Model: DODOcase for iPad 2
Compatible: iPad 2
DODOcase DODOcase for iPad 2
DODOcase burst onto the scene with its first case for the original iPad, and recently released a sequel called DODOcase for iPad 2 ($60-$65). The main selling point is the craftsmanship of the case, which is handmade in San Francisco by actual bookbinders, and thereby closer to a book than a standard case; you'll even hear an old, familiar creak upon opening it. While it looks quite nice, it's somewhat less practical for everyday use than many other options we've tested.
The cover is just like that of a premium hardcover book, featuring black Moroccan cloth on the outside and a colored interior. Our review unit happened to be red, a $60 color, but four of the eight available colors cost $65. On the back is an elastic strap to hold the case shut. Attached to the inside of the right cover is a carved bamboo tray that holds the iPad 2 in place, using soft padded corners to apply pressure without causing any damage. We found that the tablet stayed in the tray without issues.
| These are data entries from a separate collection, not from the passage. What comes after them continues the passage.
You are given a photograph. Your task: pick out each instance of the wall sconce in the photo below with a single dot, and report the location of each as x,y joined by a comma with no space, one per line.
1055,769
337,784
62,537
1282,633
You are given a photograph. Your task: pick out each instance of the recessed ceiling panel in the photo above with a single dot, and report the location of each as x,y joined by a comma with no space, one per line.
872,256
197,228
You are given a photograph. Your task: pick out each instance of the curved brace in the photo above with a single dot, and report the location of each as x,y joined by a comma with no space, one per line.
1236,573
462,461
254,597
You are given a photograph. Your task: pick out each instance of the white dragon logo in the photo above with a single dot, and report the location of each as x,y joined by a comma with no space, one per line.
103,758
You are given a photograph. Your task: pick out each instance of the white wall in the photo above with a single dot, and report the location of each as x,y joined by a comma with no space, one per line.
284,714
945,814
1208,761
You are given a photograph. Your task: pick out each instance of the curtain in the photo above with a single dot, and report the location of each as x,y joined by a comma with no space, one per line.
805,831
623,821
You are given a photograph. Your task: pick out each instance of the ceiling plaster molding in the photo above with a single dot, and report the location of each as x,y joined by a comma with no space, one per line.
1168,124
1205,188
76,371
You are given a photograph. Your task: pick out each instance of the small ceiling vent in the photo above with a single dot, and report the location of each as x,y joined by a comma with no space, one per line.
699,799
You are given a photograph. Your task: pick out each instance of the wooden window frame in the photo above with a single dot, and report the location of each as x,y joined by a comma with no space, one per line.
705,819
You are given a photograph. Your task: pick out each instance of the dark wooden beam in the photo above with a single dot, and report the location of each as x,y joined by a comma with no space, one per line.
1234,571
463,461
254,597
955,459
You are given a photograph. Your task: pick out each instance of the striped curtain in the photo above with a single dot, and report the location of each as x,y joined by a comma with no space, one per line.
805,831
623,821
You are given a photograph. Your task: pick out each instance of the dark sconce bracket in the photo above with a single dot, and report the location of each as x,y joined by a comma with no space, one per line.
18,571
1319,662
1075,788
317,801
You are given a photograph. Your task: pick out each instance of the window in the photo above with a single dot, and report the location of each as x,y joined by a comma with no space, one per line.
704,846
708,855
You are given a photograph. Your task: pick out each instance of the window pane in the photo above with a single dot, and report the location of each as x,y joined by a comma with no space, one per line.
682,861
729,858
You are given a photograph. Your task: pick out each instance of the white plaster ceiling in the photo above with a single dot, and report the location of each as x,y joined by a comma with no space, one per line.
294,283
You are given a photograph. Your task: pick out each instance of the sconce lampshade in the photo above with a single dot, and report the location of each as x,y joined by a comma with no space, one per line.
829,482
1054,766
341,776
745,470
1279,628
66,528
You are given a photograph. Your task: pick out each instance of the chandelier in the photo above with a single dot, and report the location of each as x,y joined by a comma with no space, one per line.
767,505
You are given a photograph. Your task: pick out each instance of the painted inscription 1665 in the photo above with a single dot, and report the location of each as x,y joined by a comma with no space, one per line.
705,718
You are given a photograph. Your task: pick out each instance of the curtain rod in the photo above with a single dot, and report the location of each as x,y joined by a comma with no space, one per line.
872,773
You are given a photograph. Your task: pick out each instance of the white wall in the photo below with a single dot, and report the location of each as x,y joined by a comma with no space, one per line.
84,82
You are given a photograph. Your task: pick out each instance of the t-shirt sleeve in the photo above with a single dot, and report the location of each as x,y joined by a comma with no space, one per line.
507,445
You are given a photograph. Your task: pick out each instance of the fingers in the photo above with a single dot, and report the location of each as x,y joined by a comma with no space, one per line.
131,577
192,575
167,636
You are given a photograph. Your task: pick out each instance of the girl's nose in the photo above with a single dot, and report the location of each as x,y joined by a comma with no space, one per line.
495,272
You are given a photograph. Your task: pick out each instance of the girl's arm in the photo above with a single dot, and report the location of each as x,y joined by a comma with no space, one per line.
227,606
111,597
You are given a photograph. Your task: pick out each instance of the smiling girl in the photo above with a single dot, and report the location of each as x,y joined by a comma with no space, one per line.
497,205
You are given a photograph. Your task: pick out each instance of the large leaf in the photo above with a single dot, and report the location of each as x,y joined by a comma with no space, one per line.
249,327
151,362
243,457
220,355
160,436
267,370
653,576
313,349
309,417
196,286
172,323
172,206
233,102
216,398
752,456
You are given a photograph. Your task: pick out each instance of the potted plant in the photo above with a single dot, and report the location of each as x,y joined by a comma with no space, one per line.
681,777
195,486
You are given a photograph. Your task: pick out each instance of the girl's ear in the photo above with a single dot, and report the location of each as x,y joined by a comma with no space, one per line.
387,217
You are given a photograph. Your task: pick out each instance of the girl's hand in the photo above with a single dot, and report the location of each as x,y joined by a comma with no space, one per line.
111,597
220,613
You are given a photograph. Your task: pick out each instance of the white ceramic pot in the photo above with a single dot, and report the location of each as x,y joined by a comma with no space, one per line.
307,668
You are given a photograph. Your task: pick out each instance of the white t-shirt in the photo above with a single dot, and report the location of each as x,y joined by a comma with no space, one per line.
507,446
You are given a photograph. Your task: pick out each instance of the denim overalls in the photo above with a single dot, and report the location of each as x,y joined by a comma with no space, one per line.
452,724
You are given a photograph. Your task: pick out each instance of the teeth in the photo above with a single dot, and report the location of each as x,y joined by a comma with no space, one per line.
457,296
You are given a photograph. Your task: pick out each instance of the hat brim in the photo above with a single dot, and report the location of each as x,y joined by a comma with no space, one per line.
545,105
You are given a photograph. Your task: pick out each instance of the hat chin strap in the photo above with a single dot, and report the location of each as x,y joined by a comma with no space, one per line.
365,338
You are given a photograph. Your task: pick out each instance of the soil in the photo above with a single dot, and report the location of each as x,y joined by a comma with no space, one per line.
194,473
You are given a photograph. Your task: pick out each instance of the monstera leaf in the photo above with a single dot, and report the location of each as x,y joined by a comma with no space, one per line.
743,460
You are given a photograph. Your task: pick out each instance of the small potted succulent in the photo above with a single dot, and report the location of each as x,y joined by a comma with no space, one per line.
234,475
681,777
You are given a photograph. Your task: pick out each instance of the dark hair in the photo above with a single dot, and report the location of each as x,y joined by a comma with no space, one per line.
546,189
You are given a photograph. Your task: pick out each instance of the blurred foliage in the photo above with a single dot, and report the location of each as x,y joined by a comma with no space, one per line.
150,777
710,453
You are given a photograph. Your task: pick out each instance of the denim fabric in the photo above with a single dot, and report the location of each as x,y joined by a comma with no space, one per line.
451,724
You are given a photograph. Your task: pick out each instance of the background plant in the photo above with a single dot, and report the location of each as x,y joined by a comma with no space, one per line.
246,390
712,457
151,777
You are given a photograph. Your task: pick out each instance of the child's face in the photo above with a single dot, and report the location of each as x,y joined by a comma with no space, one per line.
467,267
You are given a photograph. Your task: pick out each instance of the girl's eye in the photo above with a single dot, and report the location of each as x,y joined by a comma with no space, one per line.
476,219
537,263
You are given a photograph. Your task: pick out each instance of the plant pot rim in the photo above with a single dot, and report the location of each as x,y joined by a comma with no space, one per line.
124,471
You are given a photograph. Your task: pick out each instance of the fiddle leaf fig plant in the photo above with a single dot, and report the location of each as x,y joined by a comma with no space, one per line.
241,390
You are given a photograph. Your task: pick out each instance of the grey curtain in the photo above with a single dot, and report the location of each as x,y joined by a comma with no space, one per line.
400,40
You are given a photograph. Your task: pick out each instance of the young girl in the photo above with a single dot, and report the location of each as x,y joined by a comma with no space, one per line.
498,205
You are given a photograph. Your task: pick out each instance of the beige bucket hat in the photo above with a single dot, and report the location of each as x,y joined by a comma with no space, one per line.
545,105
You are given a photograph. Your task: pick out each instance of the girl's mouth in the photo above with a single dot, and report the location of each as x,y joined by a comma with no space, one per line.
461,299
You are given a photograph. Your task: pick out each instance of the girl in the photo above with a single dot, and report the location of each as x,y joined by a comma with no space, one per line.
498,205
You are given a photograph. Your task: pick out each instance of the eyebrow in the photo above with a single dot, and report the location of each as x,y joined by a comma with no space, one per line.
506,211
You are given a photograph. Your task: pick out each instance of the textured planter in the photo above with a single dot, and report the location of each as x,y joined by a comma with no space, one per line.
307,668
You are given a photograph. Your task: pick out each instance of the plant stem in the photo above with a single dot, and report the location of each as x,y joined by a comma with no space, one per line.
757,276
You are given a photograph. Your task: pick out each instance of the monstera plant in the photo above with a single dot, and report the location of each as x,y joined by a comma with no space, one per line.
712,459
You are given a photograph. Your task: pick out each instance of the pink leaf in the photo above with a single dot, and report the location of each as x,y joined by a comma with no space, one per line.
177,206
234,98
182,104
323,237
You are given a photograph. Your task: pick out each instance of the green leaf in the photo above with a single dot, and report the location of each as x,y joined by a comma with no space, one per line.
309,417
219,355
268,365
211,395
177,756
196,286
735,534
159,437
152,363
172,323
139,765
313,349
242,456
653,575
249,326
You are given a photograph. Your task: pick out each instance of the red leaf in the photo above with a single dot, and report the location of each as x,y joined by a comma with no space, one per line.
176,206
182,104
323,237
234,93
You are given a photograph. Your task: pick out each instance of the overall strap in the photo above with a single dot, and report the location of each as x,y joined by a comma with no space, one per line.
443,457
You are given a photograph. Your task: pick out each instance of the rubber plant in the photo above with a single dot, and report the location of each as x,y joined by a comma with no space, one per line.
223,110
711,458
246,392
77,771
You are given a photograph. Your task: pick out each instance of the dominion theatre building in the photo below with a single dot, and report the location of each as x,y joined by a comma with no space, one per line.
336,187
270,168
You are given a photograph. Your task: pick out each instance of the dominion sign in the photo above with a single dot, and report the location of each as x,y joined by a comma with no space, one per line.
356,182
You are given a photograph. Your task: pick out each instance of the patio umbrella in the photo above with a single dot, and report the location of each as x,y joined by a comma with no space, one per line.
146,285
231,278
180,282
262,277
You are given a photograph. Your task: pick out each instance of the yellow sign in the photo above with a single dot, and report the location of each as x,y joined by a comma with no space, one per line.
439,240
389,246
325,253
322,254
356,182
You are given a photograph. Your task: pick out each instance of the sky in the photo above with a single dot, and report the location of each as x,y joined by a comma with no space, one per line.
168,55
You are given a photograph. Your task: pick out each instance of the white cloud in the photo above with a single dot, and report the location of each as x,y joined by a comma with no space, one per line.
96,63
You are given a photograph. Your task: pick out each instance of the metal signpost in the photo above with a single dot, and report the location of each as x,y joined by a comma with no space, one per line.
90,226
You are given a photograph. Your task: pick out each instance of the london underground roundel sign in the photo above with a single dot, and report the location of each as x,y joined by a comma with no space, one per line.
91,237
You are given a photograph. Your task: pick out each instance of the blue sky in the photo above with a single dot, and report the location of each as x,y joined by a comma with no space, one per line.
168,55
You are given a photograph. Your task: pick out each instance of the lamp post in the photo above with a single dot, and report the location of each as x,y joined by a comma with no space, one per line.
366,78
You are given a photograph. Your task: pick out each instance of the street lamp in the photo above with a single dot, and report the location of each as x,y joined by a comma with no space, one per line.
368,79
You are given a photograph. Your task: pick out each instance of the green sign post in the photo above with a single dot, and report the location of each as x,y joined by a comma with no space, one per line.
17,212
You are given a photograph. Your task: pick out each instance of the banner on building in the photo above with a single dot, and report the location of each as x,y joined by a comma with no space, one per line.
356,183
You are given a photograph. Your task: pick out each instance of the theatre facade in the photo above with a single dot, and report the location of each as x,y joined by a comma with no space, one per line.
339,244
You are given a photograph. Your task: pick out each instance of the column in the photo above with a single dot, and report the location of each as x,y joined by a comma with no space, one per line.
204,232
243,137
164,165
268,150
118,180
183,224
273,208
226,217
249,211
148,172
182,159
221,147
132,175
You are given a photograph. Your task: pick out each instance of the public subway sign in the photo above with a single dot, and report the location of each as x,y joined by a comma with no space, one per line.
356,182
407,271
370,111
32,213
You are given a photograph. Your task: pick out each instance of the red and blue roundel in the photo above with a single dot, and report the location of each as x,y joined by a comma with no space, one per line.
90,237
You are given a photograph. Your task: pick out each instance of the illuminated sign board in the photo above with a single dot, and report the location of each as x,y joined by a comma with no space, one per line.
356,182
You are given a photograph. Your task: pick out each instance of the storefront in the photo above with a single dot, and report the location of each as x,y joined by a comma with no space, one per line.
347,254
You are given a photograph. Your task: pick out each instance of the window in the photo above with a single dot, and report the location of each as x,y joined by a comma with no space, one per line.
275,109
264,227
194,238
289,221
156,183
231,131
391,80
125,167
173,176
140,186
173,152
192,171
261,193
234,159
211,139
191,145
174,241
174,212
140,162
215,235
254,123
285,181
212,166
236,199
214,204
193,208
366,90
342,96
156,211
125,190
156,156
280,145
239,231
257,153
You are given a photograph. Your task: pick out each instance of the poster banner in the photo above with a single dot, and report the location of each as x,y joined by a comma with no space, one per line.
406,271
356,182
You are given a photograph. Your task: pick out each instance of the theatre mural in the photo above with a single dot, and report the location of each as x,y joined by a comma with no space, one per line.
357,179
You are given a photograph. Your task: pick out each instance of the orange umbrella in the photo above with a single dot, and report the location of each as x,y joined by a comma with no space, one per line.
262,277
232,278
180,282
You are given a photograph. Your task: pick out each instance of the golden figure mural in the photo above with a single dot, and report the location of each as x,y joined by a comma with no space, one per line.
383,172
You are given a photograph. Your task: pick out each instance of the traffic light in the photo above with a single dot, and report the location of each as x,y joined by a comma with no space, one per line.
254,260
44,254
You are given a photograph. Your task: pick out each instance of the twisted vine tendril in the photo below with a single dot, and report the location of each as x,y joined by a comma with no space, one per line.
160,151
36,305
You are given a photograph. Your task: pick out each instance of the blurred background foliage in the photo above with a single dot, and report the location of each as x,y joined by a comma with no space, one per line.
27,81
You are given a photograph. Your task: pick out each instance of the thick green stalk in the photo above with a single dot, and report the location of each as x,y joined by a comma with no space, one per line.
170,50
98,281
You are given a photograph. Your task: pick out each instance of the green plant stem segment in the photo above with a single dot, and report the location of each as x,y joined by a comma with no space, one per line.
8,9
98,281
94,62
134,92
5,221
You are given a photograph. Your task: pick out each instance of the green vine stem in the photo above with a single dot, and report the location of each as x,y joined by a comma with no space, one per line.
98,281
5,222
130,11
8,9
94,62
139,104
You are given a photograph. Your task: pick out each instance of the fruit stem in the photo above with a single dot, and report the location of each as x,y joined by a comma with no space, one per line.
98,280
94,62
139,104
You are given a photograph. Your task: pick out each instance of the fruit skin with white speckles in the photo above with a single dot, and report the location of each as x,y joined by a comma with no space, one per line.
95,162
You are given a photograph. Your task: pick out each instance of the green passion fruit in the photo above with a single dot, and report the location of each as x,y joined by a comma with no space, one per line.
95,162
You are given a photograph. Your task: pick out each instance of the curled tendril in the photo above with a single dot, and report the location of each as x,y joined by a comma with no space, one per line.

Beveling in the bamboo frame leaves both the top and bottom edges of the iPad 2 fully exposed, as well as a portion of the right side for the side switch and volume buttons. The volume and Sleep/Wake buttons are a bit more difficult to press inside the case as the cutouts in DODOcase aren’t quite complementary to the new curves in the iPad 2. It looks as if the company didn’t fully take the back of the tablet into consideration, as the speaker is half-covered and the rear camera is completely blocked; the ease of iPad 2 removal to use that camera is actually billed as a feature. We’d call it a problem.
While DODOcase heavily emphasizes the functionally of its case, it actually lacks versatility when compared with other folio-style cases we’ve tested. Folding the front cover underneath the bottom forms a typing angle like so many other folio cases, except this one is almost flat. To use it as a landscape viewing stand, you’re instructed to fold the folio so that the outer edges become feet. While it stands, it feels precarious; we wouldn’t want to leave it in this position for fear that it might fall at some point.
We appreciate artistry, and yes, DODOcase is a great example of skilled craftsmanship: it looks beautiful. At the end of the day though, the tablet-as-book style case just doesn’t work particularly well for the iPad 2. Less than stellar access to buttons, complete blockage of the rear camera, and poor stand positioning are all issues that prevent us from recommending it. If these issues don’t concern you, you’ll find the materials and build quality to be impressive enough to merit the premium asking price.